Privacy URL is not only the pain point.
Adding fetch parameter requires minimal change in the library, and is worth doing, IMHO.
Once we do that, just defining privacy type url will do the job.

=nat


(2009/11/18 21:06), John Bradley wrote:
I think we are getting into scope creep for AX 1.1

I was hoping for something that could fix the major pain points now without 
requiring significant RP library changes.

That is one of the reasons I liked adding the privacy and TOS policy to the RP 
XRDS.

They require 0 changes to the library.

Adding discoverable endpoints and clarifying what URI to use can be done 
without RP lib code changes, only config changes.

I think anything requiring lib changes for the RP is going to take longer to 
deploy.

I am OK with OP lib changes for AX 1.1 that is easier to manage.

I prefer all of the RP changes to go into AX 2.0.

John B.
On 2009-11-18, at 3:04 AM, Will Norris wrote:

On Nov 16, 2009, at 6:42 PM, Nat Sakimura wrote:

(2009/11/17 10:58), Will Norris wrote:
On Nov 16, 2009, at 3:49 PM, Nat Sakimura wrote:


Right. AX 1.1 is to be expedient so that it will remove the current acute
pain.
It should be minimalistic as to the spec change and to the implementation
change.

AX 2.0 will be more generic fix, and that is the place we should consider
whole bunch of issues.

I agree that there should be discovery way of it in XRD/s for many use
cases,
but it seems to me to be in the territory of AX2.0.

Attached please find the first cut of AX1.1 Draft01.

It looks like you have policy URL defined as an actual AX attribute?  How would 
that work if the RP is sending the URL to the OP.  Doesn't it need to be a 
standalone parameter like update_url is?

In this 1.1 draft, I have added the capability for the fetch request to include 
"value"/"parameter".
Thus, you can do something like:

openid.ns.ax=http://openid.net/srv/ax/1.1
openid.ax.mode=fetch_request
openid.ax.type.policy_url=http://axschema.org/policy_url
openid.ax.value.policy_url=http://examplerp.com/data_usage_policy.html
ahh, I missed that.  This actually brings up a bigger concern regarding what 
features go into 1.1 versus 2.0.  During IIW, we talked about needing a more 
robust message format, (even serialized XML or JSON was thrown about).  I've 
heard all kinds of ideas for attached metadata to attributes in an AX request...

- give me a verified email address
- give me an email address that was verified using method X
- tell me if the email address "[email protected]" belongs to this user
- give me a payment token authorized for up to $50

and I'm sure folks have many, many more.  In order to support these kinds of 
scenarios, we will almost certainly need something richer than the extended 
request format currently included in the 1.1 draft.  I'm a little concerned 
about changing the message format for 1.1, and then turning around and changing 
it again for 2.0.  (If others are okay with this prospect, and it's just 
something I need to get over, that's fine)

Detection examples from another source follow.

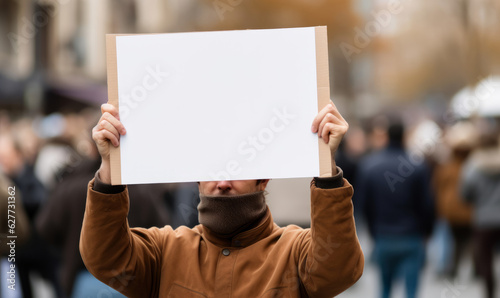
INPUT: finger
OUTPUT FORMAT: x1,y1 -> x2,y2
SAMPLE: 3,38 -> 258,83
93,130 -> 120,147
98,120 -> 120,139
99,112 -> 127,135
330,101 -> 347,123
311,104 -> 333,133
322,122 -> 348,145
101,103 -> 120,119
318,113 -> 344,143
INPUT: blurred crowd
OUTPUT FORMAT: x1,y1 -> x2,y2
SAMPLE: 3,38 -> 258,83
337,113 -> 500,298
0,102 -> 500,298
0,108 -> 199,298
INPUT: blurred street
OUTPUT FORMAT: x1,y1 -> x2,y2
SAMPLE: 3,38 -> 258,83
0,0 -> 500,298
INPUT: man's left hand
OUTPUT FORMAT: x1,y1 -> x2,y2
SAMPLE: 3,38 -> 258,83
311,102 -> 349,175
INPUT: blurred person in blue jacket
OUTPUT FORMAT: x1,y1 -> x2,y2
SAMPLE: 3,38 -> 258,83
460,120 -> 500,298
357,120 -> 435,298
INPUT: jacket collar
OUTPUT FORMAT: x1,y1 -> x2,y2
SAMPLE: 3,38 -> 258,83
201,207 -> 278,248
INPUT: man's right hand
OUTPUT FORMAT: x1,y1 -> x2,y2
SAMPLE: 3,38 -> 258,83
92,103 -> 126,184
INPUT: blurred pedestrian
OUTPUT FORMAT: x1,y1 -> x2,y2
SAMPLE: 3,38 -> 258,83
433,122 -> 477,278
357,121 -> 434,298
36,119 -> 170,297
461,121 -> 500,298
0,132 -> 62,298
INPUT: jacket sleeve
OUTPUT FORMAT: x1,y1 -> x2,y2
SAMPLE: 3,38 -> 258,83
299,179 -> 364,297
80,179 -> 169,297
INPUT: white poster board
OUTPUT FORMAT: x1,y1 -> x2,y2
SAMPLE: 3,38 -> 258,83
107,27 -> 330,184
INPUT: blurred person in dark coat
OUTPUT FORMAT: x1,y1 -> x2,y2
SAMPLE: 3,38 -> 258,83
357,121 -> 434,298
0,132 -> 62,298
433,122 -> 477,278
461,121 -> 500,298
36,143 -> 170,297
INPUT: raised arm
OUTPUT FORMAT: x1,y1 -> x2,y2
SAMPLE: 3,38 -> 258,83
80,104 -> 163,297
299,103 -> 364,297
92,104 -> 127,184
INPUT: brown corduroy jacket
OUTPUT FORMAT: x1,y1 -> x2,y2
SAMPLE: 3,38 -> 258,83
80,180 -> 364,298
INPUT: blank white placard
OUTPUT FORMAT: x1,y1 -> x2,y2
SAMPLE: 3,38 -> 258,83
108,27 -> 328,184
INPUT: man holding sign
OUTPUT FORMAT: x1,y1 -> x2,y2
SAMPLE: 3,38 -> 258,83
80,103 -> 364,297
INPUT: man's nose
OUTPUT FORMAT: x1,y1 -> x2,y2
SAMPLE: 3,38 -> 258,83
217,181 -> 232,192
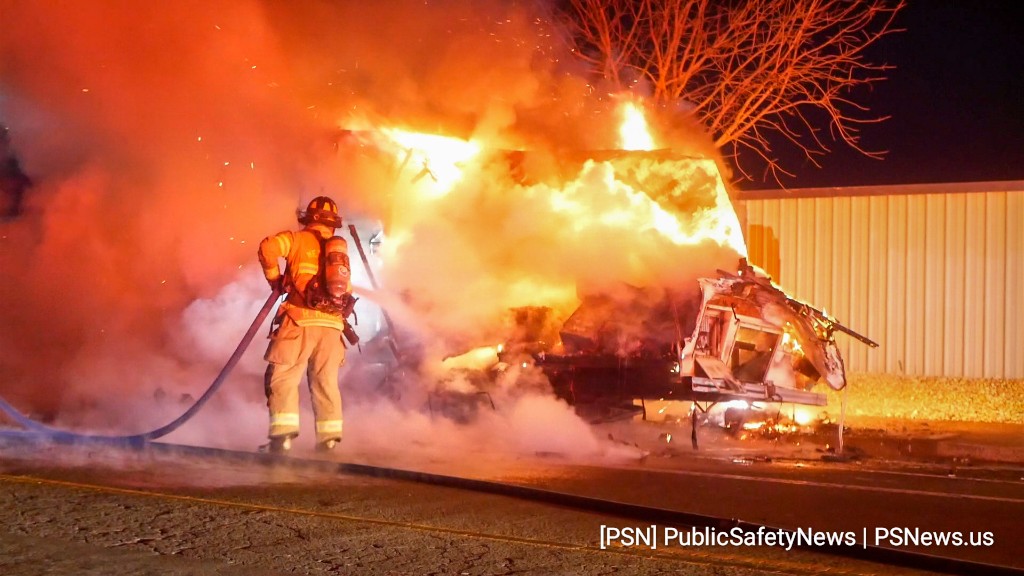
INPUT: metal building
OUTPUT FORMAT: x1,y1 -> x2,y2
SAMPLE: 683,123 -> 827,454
736,181 -> 1024,378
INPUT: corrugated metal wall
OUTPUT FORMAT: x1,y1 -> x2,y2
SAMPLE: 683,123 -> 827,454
737,181 -> 1024,378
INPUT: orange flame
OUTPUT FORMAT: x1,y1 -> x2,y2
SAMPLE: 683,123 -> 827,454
381,128 -> 480,198
618,100 -> 655,150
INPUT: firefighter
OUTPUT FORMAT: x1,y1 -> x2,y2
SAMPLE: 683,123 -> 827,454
259,196 -> 354,453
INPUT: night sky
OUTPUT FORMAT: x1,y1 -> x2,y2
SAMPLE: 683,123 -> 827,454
741,0 -> 1024,190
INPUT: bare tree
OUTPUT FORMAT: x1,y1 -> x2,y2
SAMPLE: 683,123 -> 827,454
562,0 -> 903,178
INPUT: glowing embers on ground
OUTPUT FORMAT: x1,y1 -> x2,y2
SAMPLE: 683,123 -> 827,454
381,128 -> 480,196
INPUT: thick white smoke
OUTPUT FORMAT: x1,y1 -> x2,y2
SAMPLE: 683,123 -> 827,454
0,0 -> 728,467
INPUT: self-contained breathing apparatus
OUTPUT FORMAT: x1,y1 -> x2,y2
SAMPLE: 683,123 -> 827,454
297,196 -> 359,345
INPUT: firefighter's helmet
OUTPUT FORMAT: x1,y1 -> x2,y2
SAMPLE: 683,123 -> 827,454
298,196 -> 341,228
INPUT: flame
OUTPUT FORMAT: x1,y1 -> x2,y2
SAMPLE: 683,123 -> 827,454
618,100 -> 655,150
550,159 -> 746,255
441,345 -> 501,370
381,128 -> 480,197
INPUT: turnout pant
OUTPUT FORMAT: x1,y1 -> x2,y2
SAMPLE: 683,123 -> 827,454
263,315 -> 345,442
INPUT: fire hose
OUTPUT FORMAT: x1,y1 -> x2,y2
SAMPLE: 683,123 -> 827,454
0,219 -> 391,446
0,290 -> 1021,574
0,289 -> 281,447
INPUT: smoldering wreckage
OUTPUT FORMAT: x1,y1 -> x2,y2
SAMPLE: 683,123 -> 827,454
337,130 -> 878,449
2,103 -> 878,448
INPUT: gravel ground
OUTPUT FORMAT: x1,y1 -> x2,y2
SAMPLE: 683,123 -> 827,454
827,374 -> 1024,424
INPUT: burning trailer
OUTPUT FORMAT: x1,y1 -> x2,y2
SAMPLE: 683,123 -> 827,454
528,260 -> 878,420
331,99 -> 876,444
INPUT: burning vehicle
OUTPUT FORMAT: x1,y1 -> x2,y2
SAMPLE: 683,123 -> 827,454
337,98 -> 878,432
509,260 -> 878,416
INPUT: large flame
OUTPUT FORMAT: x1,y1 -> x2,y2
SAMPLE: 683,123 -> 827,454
381,128 -> 480,196
618,100 -> 654,150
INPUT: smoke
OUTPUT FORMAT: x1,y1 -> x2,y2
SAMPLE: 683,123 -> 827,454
0,0 -> 732,463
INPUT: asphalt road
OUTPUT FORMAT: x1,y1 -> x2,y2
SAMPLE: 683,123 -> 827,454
0,432 -> 1024,576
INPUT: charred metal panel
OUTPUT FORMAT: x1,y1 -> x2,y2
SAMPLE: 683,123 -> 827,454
739,181 -> 1024,378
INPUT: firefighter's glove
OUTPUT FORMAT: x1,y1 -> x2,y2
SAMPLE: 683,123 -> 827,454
341,292 -> 358,315
341,322 -> 359,346
266,274 -> 285,294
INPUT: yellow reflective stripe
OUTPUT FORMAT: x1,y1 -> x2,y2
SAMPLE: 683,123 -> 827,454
273,234 -> 292,256
316,420 -> 342,434
296,262 -> 319,275
270,412 -> 299,426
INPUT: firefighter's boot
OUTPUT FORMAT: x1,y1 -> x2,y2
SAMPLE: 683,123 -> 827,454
259,436 -> 292,454
316,438 -> 341,452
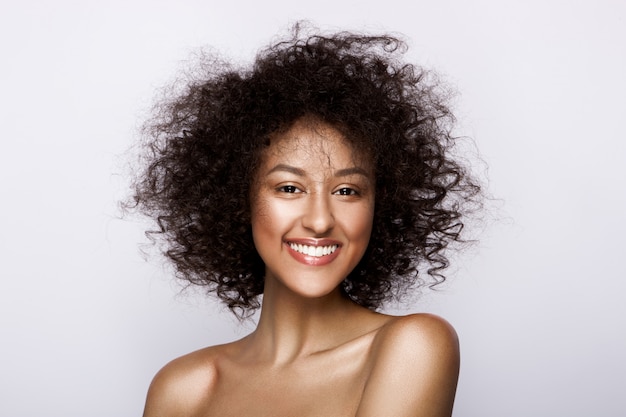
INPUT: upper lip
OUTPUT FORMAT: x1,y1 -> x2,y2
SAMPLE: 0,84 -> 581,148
285,238 -> 341,246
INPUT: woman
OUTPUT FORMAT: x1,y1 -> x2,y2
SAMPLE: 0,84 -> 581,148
135,27 -> 478,417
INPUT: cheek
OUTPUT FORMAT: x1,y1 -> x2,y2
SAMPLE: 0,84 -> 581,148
344,204 -> 374,243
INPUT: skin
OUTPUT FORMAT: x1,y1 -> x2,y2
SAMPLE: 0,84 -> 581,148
144,120 -> 459,417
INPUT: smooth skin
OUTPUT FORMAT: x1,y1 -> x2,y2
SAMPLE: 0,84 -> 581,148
144,119 -> 459,417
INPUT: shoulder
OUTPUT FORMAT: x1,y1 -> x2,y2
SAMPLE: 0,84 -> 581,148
144,346 -> 221,417
357,314 -> 459,417
376,314 -> 459,353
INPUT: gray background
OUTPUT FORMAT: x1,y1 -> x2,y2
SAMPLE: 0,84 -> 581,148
0,0 -> 626,417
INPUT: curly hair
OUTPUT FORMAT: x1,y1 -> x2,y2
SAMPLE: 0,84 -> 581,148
133,25 -> 480,315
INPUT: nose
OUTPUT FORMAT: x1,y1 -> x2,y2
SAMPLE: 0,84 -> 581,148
302,193 -> 335,235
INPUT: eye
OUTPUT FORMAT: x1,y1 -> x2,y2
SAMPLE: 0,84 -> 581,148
277,185 -> 301,194
335,187 -> 359,195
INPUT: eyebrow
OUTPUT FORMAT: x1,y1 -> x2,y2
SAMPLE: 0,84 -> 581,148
267,164 -> 369,177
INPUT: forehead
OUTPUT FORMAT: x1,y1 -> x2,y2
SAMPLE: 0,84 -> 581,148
261,119 -> 373,172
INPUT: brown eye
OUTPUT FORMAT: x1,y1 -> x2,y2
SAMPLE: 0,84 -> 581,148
278,185 -> 300,194
335,187 -> 359,195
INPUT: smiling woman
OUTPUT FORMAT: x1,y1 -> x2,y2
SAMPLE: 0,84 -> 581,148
134,22 -> 479,417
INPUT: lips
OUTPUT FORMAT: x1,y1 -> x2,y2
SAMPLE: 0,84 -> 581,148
285,239 -> 341,266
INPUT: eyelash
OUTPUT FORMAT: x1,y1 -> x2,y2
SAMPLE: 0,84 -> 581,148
277,185 -> 359,196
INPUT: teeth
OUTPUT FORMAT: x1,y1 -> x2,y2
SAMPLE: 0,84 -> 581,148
289,243 -> 339,258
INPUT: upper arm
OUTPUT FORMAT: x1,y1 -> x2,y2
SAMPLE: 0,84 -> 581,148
143,356 -> 216,417
357,314 -> 459,417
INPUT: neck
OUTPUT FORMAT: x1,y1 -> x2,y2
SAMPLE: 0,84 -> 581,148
243,285 -> 366,364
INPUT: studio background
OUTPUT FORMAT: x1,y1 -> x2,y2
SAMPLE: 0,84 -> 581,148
0,0 -> 626,417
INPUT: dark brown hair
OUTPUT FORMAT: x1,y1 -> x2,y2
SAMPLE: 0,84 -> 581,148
128,26 -> 479,315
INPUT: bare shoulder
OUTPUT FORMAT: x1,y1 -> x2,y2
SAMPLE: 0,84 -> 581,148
357,314 -> 459,417
143,346 -> 223,417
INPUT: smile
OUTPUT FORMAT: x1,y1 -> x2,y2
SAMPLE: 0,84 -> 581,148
289,243 -> 339,258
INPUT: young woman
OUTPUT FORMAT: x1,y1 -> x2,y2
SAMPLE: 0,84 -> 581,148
135,24 -> 478,417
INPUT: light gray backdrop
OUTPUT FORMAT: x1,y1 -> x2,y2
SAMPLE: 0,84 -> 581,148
0,0 -> 626,417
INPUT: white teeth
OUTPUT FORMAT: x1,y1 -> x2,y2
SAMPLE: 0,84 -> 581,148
289,243 -> 339,258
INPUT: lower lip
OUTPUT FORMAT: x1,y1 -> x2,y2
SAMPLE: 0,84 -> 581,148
285,243 -> 341,266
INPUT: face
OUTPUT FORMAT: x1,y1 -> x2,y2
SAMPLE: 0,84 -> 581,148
251,117 -> 375,298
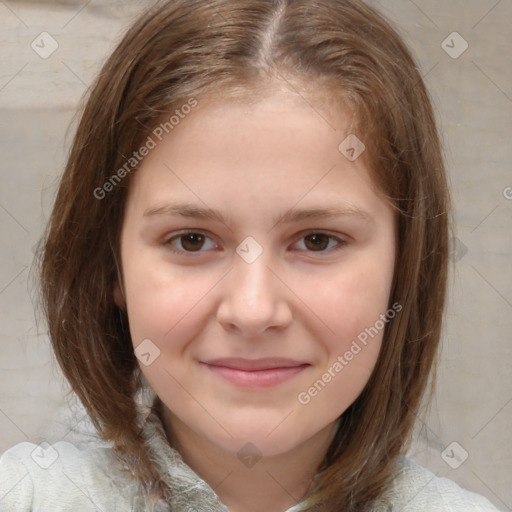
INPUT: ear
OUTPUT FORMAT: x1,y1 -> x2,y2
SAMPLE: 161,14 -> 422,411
114,281 -> 126,310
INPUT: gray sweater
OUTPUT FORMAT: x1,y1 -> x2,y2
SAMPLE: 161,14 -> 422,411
0,413 -> 497,512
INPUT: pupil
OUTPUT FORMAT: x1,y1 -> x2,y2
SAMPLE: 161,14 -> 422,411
306,234 -> 329,251
181,233 -> 204,251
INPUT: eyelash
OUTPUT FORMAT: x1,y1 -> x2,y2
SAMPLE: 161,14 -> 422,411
164,230 -> 347,255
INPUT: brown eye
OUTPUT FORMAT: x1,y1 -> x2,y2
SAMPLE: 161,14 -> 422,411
180,233 -> 204,251
165,231 -> 219,254
304,233 -> 331,251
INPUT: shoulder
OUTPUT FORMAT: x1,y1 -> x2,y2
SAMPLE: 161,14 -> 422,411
0,441 -> 137,512
386,457 -> 498,512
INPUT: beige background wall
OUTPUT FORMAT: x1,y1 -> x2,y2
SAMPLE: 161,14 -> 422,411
0,0 -> 512,511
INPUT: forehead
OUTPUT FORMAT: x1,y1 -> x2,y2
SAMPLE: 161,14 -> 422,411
125,90 -> 384,222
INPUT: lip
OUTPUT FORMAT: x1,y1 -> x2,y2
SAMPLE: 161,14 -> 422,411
202,357 -> 309,388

Addressing some of the specific changes in the 1.1 message format...

- why not also support single attributes values in the request using the form 
"ax.value.<alias>"?  Why always require the count?

- it seems the ax.count.<alias>  parameter on the request is serving double 
duty. It is defined as specifying the max number of attribute values the OP should 
include in the response.  But then it is also used for the max number of values that 
can be in the request.  That seems a bit weird.